Im ersten Band (2021) war Andreas Edmüller, Wissenschaftstheoretiker und Dozent für Philosophie an der LMU München, der provozierenden Frage nachgegangen: „Verschwörungsspinner oder seriöse Aufklärer?“ Edmüller fordert, immer nüchtern-wissenschaftstsheoretisch zu prüfen, ob an Verschwörungstheorien etwas dran ist. Im wissenschaftlichen Sprachgebrauch ist eine Theorie eigentlich der Versuch, (vorläufige) Antworten auf grundlegende Fragen zu formulieren, in der Hoffnung, Gesetzmäßigkeiten erklären zu können. Sie stützt sich dabei auf möglichst viele hochwertige Daten und Informationen. Viele Fachleute lehnen den Begriff „Theorie“ in diesem Zusammenhang deshalb von vornherein ab und empfehlen, zum Beispiel von Verschwörungsmythen zu sprechen. Hier setzt sich Edmüller vom Mainstream deutlich ab: Es kommt ihm nicht so sehr auf die Bezeichnung an, sondern auf den Umgang: Auch „Verschwörungstheorien“ sollten wie Theorien in der Wissenschaft einer strengen Prüfung unterzogen werden.
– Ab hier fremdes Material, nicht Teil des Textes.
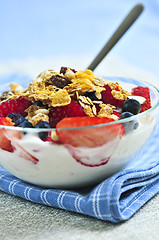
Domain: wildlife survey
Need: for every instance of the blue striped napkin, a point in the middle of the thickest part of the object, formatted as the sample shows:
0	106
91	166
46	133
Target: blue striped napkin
116	199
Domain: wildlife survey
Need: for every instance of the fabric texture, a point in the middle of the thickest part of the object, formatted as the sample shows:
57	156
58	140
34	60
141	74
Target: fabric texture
116	199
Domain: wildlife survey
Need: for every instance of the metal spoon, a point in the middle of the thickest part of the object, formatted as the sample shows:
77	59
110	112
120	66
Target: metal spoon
123	27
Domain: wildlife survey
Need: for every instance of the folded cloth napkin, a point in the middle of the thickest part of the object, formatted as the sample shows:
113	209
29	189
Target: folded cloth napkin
115	199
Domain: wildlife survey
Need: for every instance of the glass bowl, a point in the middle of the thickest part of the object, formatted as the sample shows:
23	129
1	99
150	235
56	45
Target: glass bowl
52	164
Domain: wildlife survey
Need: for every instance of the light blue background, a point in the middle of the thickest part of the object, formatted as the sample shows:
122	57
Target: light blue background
46	28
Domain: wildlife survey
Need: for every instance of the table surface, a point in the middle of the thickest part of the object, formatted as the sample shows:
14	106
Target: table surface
136	56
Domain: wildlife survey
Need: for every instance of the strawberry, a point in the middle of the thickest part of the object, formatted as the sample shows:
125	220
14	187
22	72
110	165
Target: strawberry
5	143
108	98
143	92
8	141
90	136
90	146
17	105
73	109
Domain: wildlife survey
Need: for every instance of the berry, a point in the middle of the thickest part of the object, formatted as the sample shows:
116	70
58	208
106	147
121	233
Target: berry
39	103
8	141
64	69
91	95
132	106
73	109
108	98
143	92
5	143
129	125
43	124
6	121
17	105
88	137
116	113
16	118
26	124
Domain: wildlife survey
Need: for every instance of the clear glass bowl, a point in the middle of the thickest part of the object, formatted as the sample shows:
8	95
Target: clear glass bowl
52	164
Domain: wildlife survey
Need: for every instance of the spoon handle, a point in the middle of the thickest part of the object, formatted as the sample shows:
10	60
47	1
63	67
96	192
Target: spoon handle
123	27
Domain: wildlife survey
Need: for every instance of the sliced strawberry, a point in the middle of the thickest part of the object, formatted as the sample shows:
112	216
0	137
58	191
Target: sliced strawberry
108	98
5	143
17	105
73	109
90	136
116	113
90	146
143	92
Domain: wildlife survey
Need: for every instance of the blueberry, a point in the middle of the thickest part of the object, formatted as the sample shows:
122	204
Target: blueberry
132	106
26	124
39	103
129	125
91	95
16	118
42	124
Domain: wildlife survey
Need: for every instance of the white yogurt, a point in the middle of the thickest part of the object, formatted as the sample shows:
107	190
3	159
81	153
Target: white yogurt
57	168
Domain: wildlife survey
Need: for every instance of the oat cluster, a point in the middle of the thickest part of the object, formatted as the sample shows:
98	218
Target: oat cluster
55	89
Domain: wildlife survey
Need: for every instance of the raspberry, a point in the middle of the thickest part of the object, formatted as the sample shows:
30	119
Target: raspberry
108	98
143	92
64	69
116	113
17	105
56	114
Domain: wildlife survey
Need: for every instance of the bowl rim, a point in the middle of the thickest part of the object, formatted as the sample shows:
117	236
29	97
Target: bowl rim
112	78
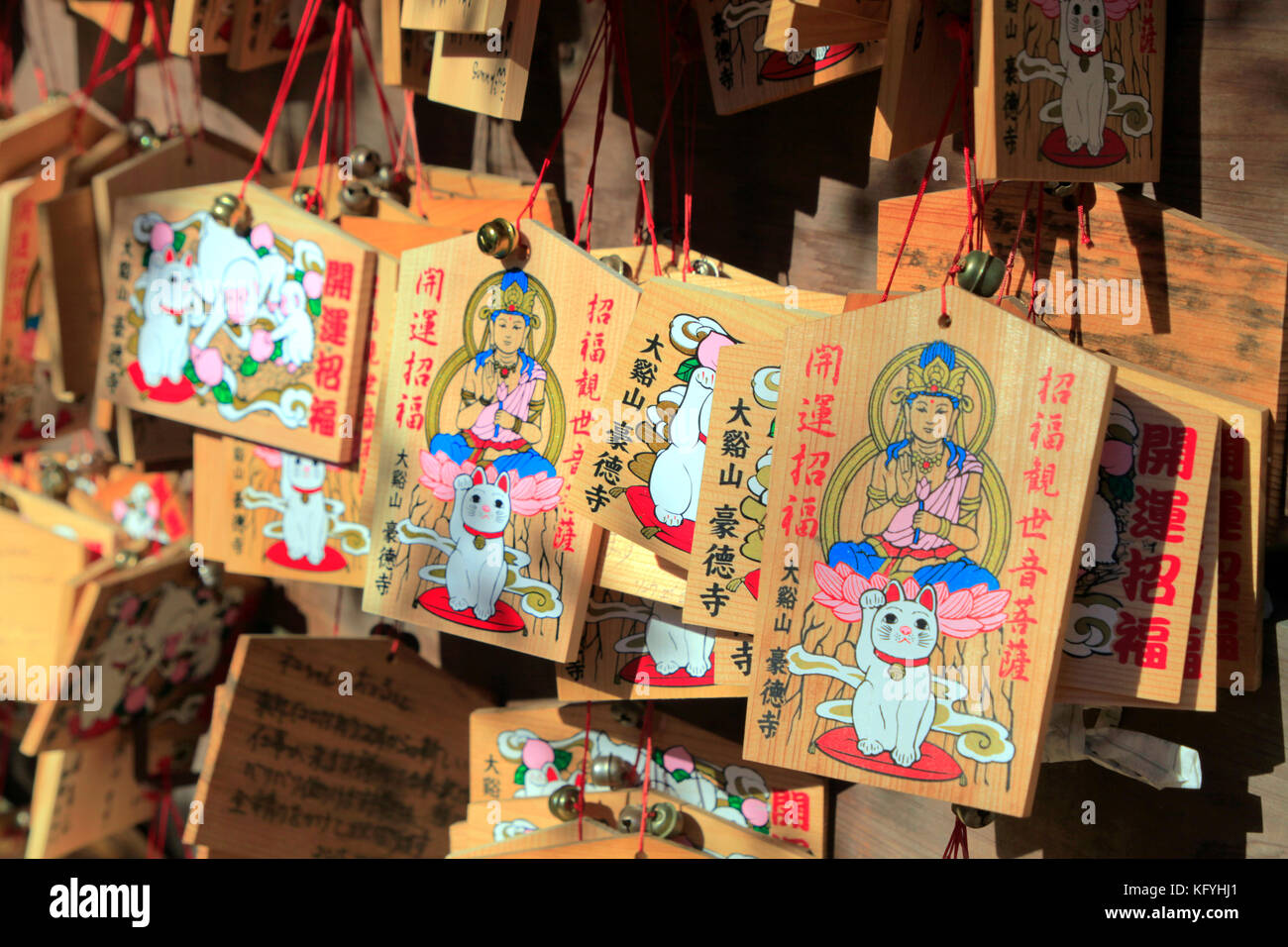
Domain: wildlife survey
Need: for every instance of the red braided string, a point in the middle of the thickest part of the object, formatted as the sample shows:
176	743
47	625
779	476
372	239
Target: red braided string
292	65
957	31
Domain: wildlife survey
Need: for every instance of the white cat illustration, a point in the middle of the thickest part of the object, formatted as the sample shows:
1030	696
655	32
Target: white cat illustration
671	643
477	569
677	474
305	522
1085	91
167	316
894	705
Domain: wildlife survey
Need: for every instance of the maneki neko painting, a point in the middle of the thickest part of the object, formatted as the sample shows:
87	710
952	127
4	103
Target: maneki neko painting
496	395
250	322
1070	89
918	571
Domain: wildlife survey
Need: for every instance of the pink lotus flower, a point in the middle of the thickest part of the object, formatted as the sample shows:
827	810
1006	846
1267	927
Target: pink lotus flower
528	495
961	613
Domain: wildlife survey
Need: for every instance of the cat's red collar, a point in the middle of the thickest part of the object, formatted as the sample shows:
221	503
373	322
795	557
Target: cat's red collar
893	660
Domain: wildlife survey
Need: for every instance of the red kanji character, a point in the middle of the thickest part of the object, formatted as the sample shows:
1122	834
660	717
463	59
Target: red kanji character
1167	450
339	279
1159	514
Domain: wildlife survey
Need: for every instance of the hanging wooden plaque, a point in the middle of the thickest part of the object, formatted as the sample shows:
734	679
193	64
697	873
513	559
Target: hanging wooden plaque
917	78
1069	90
640	650
263	34
729	527
471	72
645	480
1132	602
487	412
922	548
160	641
1140	281
745	72
250	351
454	16
490	822
333	750
528	751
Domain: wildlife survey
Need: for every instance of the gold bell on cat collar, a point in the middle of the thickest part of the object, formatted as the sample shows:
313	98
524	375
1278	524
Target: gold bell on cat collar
142	134
498	237
563	802
982	273
365	161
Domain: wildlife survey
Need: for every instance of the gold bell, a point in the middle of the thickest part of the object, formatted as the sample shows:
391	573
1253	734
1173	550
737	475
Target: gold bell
304	196
357	198
973	817
612	771
982	273
498	237
563	802
366	161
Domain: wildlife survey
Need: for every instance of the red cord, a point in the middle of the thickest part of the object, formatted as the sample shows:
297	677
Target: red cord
957	31
292	64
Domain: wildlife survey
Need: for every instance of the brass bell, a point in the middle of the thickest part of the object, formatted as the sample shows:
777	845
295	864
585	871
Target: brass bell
973	817
612	771
142	134
982	273
617	264
664	819
357	198
365	161
563	802
224	209
304	196
498	237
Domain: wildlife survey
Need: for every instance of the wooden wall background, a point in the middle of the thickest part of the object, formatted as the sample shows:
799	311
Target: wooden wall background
787	191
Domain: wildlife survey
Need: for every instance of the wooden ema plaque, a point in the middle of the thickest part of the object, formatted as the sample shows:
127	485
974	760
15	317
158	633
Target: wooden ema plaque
294	517
642	650
1199	677
1146	283
922	548
745	72
259	335
161	639
487	823
471	72
729	527
335	749
213	18
1138	561
645	479
1069	90
532	750
404	54
917	78
454	16
487	412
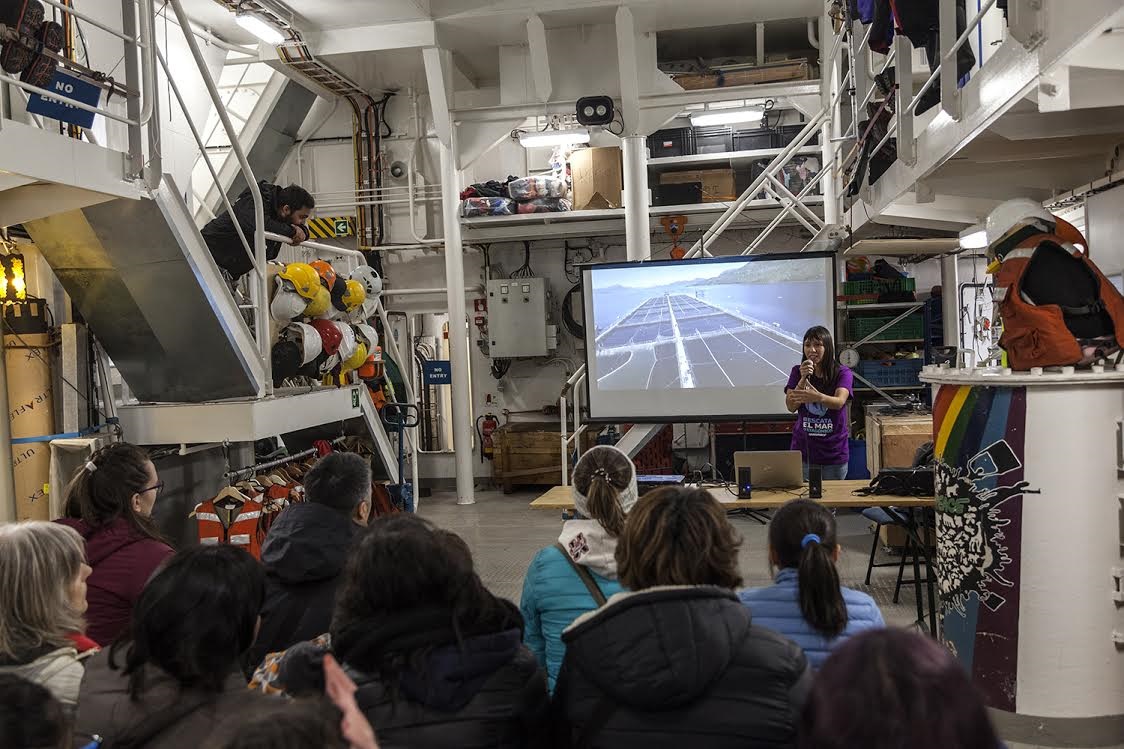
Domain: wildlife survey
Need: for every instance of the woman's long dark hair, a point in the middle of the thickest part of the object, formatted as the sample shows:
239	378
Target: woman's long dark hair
828	364
924	697
100	496
195	619
821	597
407	585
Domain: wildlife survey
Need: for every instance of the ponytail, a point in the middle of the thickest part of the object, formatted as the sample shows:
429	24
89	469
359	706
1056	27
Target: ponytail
101	489
603	503
803	535
821	597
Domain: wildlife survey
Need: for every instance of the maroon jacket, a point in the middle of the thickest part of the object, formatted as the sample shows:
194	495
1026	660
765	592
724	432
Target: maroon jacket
123	560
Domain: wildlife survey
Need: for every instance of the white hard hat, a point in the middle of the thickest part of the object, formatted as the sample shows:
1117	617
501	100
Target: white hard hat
369	335
370	279
350	342
329	363
287	304
1015	214
310	341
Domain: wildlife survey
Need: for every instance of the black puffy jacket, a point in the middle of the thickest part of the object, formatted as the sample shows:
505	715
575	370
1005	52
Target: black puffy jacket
223	238
304	557
483	689
678	667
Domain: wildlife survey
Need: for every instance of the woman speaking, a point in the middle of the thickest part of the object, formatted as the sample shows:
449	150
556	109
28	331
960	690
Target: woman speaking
817	391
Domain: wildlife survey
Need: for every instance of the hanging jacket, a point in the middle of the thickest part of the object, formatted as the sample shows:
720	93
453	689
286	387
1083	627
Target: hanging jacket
182	719
223	238
553	596
678	666
1058	308
304	556
236	528
57	669
778	608
123	560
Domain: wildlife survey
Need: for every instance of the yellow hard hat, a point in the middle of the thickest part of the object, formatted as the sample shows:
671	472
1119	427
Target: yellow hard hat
319	303
356	359
354	296
304	277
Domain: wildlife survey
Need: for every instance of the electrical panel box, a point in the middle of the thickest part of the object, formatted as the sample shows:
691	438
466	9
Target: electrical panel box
517	317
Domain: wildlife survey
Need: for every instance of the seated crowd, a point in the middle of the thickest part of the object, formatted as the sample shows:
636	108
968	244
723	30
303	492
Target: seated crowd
632	631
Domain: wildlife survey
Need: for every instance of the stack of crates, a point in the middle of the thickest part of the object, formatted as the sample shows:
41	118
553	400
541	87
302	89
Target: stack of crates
890	372
908	328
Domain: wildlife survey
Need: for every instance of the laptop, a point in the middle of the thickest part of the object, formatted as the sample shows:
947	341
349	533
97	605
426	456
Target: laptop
772	469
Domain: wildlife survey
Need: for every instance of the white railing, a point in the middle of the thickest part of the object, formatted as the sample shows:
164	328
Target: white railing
139	88
572	385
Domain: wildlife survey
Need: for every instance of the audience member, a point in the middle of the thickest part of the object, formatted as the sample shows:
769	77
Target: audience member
43	574
579	572
437	659
109	503
923	696
806	603
174	675
678	662
306	551
30	718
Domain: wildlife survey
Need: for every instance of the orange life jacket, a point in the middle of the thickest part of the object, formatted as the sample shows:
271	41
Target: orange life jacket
1035	332
236	528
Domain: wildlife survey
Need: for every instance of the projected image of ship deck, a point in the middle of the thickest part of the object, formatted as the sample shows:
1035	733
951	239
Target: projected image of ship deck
696	339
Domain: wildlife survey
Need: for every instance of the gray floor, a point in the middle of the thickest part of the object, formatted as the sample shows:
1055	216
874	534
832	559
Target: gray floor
505	533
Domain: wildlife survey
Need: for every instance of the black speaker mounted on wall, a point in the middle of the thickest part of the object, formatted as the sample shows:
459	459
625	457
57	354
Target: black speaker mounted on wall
595	110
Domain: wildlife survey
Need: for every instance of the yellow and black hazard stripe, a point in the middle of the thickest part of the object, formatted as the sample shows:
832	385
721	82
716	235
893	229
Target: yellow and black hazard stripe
328	227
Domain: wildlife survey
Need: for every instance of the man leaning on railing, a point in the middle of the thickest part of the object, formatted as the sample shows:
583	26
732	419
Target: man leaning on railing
286	211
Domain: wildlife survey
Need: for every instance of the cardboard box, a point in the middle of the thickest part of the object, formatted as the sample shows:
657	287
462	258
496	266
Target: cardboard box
717	183
893	441
598	178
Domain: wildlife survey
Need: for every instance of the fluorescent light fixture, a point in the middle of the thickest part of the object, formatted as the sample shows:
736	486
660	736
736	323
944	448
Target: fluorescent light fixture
726	117
973	237
540	138
265	32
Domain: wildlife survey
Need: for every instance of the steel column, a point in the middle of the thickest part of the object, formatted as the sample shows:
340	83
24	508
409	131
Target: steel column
458	332
637	228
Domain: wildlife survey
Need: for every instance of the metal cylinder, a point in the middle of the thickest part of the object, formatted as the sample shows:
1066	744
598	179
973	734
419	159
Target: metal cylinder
637	229
1029	548
30	409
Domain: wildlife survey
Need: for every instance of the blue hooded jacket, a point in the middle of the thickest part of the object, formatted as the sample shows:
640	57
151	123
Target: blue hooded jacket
778	607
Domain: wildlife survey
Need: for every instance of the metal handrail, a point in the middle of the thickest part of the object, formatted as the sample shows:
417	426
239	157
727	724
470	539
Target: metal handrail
202	150
969	27
259	288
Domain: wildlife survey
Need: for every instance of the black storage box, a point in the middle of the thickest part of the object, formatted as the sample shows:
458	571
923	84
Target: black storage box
786	134
681	193
673	142
753	140
718	138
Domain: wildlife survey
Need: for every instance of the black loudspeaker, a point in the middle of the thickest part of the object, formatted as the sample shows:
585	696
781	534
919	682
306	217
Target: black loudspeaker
595	110
744	483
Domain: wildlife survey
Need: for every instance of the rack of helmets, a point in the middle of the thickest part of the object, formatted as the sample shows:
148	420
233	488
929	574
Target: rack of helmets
326	331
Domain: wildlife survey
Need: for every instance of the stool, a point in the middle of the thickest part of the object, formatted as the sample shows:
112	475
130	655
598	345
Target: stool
880	517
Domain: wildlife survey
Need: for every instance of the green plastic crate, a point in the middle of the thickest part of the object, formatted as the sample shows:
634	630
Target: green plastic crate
911	327
878	286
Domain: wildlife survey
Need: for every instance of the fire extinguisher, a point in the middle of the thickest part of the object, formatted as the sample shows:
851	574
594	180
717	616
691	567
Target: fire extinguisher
486	430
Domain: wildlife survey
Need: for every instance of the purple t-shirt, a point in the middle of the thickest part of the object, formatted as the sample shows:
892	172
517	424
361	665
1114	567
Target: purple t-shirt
821	433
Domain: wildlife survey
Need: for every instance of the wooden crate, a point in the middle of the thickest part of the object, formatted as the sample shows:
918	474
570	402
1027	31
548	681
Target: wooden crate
893	440
529	453
774	73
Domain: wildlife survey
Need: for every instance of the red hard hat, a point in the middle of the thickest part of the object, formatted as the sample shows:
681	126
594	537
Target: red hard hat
329	335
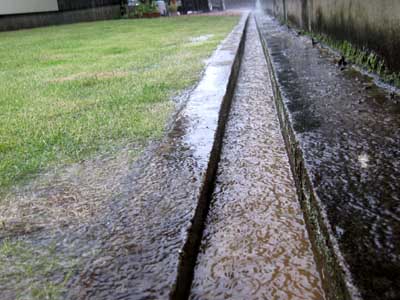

Wenn es etwa um die angeblich nur vorgetäuschte Mondlandung geht, um Chemtrails, um Bill Gates‘ Pläne, Menschen mit injizierten Chips zu überwachen oder um Donald Trumps gestohlenen Wahlsieg, ist schnell klar: Die Datenlage ist schlecht. Es handelt sich Edmüller zufolge also zwar um Theorien, aber um falsche, nicht respektable Theorien. Daneben gibt es „Verschwörungstheorien“, die eindeutig nicht den geringsten Ansprüchen einer Theorie genügen. Dazu gehört etwa der ganze bizarre Nonsens von QAnon über Satanismus und Kinderpornoringe im Umfeld bekannter US-Politiker und so weiter. Edmüller bezeichnet sie als Pseudo-Theorien.

Was aber ist etwa mit der „Verschwörungstheorie“, das Coronavirus sei in einem Labor in Wuhan künstlich erzeugt worden? Tatsächlich wurde das unter seriösen Fachleuten diskutiert. Nachdem neue Informationen ans Licht kamen, beteuerte sogar der Virenexperte Christian Drosten, dass er „immer offen war für beide Möglichkeiten“, auch die Herstellung im Labor. Den natürlichen Ursprung des Virus im Tierreich hielt und hält er jedoch für wahrscheinlicher, wie er etwa der Süddeutschen Zeitung sagte. Den Ursprung im Labor zu vermuten, ist für Edmüller eine „respektable Verschwörungstheorie“. Damit gehört sie für ihn in dieselbe Kategorie wie etwa die Watergate-Affäre oder der Skandal um Wirecard. Und die NSA-Affäre hat durch Edward Snowdens Enthüllungen gezeigt, dass Sorgen vor einer umfassenden Überwachung durch Geheimdienste vielleicht keinen Aluhut rechtfertigen, aber gegen eine leichte Paranoia vielleicht nichts einzuwenden ist.